Not surprisingly, while the Trump era regulations were incremental, real wages were able to grow much faster than during the surrounding high regulation administrations.  This is by no means an endorsement or even commentary on the various politicians, but according to Forbes Magazine, there is a substantial body of research that suggests increasing regulation diminishes economic and productivity growth. 

So for all the rhetoric we may hear from politicians about job growth and increasing potential for economic growth, we need to be mindful of how many new regulations are coming down the pike to accomplish that.  Because the higher those numbers are, the more damage will likely occur.  Notice the word was damage and not “job growth”.

The irony here of course is that the Federal Reserve has thrown the kitchen sink at the economy in the form of the fastest rate hike cycle in history, and they’ve struggled to have an impact.  Meanwhile, the Biden Administration may have a more significant effect with its tools in the FTC, EPA, SEC, and Department of Justice.  Look out economy!!!!  The politicians are coming, and they’ve got paperwork.  

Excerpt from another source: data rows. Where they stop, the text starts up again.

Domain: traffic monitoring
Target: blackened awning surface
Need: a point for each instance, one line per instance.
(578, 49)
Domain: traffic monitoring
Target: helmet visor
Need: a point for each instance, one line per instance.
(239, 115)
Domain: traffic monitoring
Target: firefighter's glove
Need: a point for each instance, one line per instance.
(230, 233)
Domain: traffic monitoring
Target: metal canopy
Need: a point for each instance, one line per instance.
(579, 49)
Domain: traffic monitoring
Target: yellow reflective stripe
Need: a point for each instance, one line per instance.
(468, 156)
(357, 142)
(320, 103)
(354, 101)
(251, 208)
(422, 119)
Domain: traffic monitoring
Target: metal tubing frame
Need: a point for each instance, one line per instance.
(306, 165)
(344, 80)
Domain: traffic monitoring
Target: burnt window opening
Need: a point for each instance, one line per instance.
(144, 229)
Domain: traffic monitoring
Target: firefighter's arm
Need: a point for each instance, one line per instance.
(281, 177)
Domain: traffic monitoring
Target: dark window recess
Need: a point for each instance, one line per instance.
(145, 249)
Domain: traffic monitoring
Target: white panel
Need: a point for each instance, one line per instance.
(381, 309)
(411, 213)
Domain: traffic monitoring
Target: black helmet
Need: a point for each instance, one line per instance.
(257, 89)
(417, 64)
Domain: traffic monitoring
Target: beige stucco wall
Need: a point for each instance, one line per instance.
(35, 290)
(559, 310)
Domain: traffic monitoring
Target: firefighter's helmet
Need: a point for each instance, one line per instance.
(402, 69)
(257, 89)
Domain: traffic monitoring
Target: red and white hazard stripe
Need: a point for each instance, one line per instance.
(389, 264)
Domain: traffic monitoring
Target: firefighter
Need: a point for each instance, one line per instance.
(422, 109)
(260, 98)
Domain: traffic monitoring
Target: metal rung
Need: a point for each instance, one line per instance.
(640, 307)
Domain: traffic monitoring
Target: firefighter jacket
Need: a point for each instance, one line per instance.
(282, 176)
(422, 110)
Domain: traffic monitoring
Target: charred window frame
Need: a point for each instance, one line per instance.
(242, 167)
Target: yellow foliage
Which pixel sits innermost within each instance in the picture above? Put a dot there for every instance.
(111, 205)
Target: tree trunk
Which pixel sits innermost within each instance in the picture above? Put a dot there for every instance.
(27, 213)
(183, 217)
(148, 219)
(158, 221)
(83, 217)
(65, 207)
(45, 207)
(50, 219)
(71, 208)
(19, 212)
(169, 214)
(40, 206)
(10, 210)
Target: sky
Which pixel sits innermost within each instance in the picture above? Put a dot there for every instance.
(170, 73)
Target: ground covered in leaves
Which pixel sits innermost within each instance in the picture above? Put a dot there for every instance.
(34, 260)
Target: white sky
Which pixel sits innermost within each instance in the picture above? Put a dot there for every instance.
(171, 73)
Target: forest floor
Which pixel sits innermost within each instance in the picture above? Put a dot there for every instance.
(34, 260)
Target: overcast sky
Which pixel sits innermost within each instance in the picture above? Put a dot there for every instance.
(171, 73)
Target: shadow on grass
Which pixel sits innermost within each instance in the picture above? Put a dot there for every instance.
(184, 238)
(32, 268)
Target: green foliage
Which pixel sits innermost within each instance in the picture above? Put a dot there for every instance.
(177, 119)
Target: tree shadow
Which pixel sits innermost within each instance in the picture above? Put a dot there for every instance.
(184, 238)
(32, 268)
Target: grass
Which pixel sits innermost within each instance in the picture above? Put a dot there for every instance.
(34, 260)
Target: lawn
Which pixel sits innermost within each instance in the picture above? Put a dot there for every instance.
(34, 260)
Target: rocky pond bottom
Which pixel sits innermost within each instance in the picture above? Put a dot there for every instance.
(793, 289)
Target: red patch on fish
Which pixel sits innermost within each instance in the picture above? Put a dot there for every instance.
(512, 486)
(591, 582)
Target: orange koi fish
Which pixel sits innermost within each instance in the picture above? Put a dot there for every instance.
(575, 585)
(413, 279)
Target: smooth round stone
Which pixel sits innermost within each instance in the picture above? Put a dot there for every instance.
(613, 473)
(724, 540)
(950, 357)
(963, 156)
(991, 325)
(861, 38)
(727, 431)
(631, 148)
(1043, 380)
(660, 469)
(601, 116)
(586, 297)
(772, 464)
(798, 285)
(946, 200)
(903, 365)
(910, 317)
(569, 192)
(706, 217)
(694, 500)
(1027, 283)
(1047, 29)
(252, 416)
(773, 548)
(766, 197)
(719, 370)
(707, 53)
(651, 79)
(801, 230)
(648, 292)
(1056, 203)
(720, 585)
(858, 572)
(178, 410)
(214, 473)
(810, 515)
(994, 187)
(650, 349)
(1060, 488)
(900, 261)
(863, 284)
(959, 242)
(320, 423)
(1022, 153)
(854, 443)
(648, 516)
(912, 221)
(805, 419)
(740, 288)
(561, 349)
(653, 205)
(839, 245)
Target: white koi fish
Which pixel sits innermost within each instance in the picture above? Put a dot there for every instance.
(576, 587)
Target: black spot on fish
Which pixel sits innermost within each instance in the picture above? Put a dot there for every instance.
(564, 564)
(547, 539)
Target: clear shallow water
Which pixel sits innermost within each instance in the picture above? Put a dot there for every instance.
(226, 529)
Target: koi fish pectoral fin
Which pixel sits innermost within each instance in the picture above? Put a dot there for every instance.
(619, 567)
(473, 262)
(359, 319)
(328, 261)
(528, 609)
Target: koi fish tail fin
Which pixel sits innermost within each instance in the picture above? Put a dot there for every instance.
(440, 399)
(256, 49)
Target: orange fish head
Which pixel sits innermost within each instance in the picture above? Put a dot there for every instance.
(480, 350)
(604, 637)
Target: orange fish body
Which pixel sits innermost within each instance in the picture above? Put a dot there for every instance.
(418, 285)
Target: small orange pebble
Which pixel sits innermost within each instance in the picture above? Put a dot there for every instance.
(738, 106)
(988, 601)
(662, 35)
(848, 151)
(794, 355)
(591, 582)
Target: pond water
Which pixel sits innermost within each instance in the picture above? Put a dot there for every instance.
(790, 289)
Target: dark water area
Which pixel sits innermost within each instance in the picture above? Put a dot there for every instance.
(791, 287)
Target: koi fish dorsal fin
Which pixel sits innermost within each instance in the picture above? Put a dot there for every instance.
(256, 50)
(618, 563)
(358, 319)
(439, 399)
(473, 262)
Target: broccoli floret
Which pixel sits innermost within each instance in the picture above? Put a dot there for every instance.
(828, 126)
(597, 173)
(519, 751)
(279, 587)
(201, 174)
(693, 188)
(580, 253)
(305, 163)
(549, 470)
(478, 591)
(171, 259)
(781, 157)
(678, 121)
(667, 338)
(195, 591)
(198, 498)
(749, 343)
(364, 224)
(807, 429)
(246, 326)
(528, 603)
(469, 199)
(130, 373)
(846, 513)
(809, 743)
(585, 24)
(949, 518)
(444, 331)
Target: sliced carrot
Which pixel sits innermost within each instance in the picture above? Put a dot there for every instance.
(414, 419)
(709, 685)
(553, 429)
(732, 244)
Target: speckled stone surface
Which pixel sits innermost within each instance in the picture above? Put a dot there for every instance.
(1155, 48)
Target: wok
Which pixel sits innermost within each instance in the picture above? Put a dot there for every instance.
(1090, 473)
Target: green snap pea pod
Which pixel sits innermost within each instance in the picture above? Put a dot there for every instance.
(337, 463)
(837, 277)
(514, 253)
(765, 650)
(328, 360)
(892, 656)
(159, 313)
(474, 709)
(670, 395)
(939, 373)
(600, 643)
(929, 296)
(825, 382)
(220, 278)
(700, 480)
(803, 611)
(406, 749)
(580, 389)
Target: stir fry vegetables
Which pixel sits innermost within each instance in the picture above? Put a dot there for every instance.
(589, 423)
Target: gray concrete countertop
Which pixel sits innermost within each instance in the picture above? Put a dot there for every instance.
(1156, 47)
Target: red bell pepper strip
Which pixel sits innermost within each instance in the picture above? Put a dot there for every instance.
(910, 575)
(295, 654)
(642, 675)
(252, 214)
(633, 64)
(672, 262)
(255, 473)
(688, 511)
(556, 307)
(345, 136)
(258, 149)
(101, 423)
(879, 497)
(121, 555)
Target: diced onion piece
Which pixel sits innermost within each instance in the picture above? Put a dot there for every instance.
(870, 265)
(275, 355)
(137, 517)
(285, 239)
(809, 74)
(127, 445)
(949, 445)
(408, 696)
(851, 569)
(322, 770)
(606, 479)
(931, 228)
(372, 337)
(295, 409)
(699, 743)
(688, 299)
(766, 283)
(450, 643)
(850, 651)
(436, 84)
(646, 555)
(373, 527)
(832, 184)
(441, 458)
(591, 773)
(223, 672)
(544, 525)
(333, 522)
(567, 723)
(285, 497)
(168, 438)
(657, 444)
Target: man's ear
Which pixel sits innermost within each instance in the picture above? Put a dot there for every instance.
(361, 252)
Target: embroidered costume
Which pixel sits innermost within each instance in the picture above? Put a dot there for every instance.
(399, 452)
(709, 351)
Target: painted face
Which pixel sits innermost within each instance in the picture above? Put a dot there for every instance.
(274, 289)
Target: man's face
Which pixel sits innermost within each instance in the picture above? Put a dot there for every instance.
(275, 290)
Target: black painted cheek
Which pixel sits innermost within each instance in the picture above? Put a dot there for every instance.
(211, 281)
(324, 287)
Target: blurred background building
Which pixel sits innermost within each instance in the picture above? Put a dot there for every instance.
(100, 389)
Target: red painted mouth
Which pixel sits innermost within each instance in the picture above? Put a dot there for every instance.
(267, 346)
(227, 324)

While it may sound noble or even responsible to force companies to track all their environmental impact, many of these regulations are clearly impossible and only designed to further the cause of re-election.  It’s not just the executive branch either.  Congress could and should be pursuing regulatory reform to assure a balance of appropriate guardrails and the freedom to grow businesses.  But current policies target things like climate policy, which is expensive to deliver, hard to measure, and is sure to be passed on to consumers.  The Supreme Court has been doing some work to cut back on regulations as cases are brought to them, but they do not have the power to go after cases that aren’t.  As we begin the next election cycle, we hope voters realize the power of regulation and its direct effect on their own wallet.